Lá em San Francisco, em uma montagem paralela, vemos Massimo e a senhorita Biel em reuniões de trabalho – das quais pouco se entende e nada se tira para o desenvolvimento da trama. Servem, é verdade, para mostrar como Massimo e Laura são elegantes no visual e competentes no que fazem, mas, quando ficam sozinhos cada um em sua mesa, transparece uma tristeza, um vazio.

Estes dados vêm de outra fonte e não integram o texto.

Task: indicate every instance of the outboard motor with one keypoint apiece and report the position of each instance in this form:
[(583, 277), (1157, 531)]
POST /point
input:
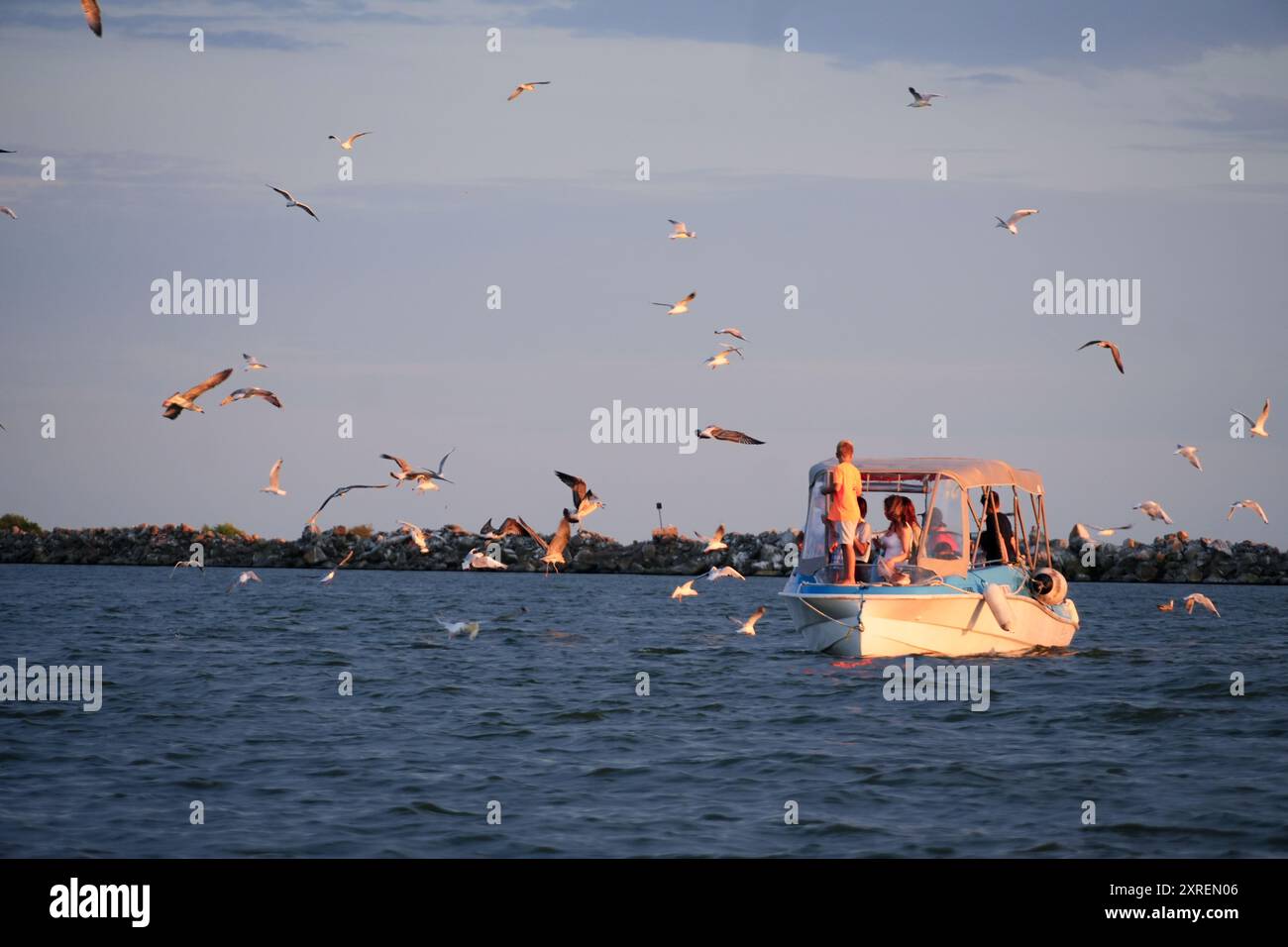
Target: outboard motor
[(1048, 586)]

O jogo de montagem paralela prossegue: excitada pelo poder, Laura chega em casa e, como de hábito, o marido não lhe dá atenção – então, ela recorre a um vibrador para sublimar a decepção. Em seu jatinho particular, Massimo recebe uma notícia ruim (roubaram seu contêiner de cocaína, coitadinho!) – então, ele desconta sua frustração forçando a comissária de bordo a fazer sexo oral nele. Puxa-a pelos cabelos, meio que a sufocando, e nem retribui o prazer, mas a cena termina com a moça dando um sorrisinho para si mesma.
Massimo e Laura, já dá para intuir, são dois pombinhos que vão voar um para o braço do outro. Exceto que o voo dela até a Sicília será coagido. Mais do que isso: ela acaba raptada por capangas do bonitão tatuado, que, em uma solução deveras artificial do roteiro, afirma persegui-la desde que vira seu rosto em uma aparição, quando ficou à beira da morte após o assassinato de seu pai.

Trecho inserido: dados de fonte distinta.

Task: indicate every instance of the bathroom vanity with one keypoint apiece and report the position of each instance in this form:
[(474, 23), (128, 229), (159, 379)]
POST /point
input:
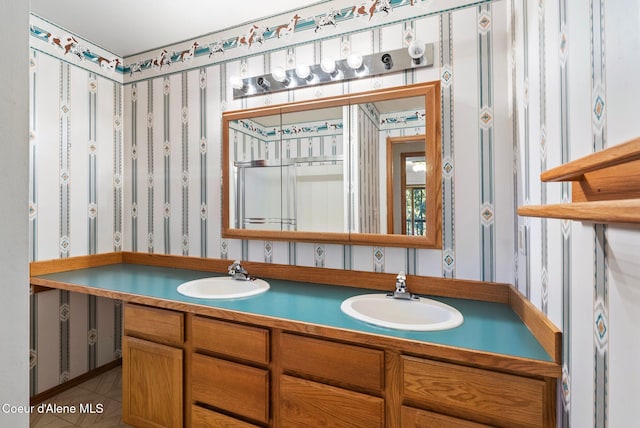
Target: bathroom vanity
[(290, 357)]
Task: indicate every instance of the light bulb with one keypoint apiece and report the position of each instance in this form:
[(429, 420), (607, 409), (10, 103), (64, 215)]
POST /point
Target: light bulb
[(303, 71), (328, 65), (263, 83), (416, 51), (355, 61), (236, 82), (279, 74)]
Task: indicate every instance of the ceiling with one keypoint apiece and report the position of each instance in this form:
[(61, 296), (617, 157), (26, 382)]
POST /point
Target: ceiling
[(126, 27)]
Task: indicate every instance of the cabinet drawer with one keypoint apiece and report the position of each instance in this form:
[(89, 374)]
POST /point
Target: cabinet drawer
[(344, 364), (417, 418), (306, 403), (229, 386), (235, 340), (486, 396), (205, 418), (159, 325)]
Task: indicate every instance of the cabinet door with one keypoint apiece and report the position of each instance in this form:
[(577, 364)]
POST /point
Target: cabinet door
[(470, 393), (305, 403), (151, 384)]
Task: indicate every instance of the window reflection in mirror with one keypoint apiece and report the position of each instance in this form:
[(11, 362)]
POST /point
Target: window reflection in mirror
[(414, 202)]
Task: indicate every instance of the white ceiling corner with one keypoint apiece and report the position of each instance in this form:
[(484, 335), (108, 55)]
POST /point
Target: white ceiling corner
[(125, 27)]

Mas não se aflija: esse é o único momento mais místico, por assim dizer, de 365 dni. Dali em diante, é pão pão queijo queijo. Massimo vai esbanjar sua prepotência, justificando o título do filme: Laura terá 365 dias (dni, em polonês) para se apaixonar por ele. O garanhão diz:
— Não vou fazer nada sem sua permissão (exceto, claro, manter você presa aqui e te agarrar se tentar fugir). Vou esperar você me querer e vir me procurar (mas nesse meio tempo vou te acorrentar em uma cama e te ameaçar de estupro). Você tem um ano. Se até lá não me amar, eu te deixo ir (porque, lembre-se, no fundo eu sou o mocinho do filme).
Laura, por sua vez, cumpre o papel fetichizado da mulher que seduz e se deixa seduzir pelo cara mau, da mulher que vende o corpo por uma coleção de roupas e sapatos e por passeios em iates. Depois de Massimo tanto tratá-la como propriedade, depois de dizer a ela – e, por extensão, a todas as mulheres – que não adianta lutar, que ela não pode ser tão desobediente, a vítima enfim cede ao agressor.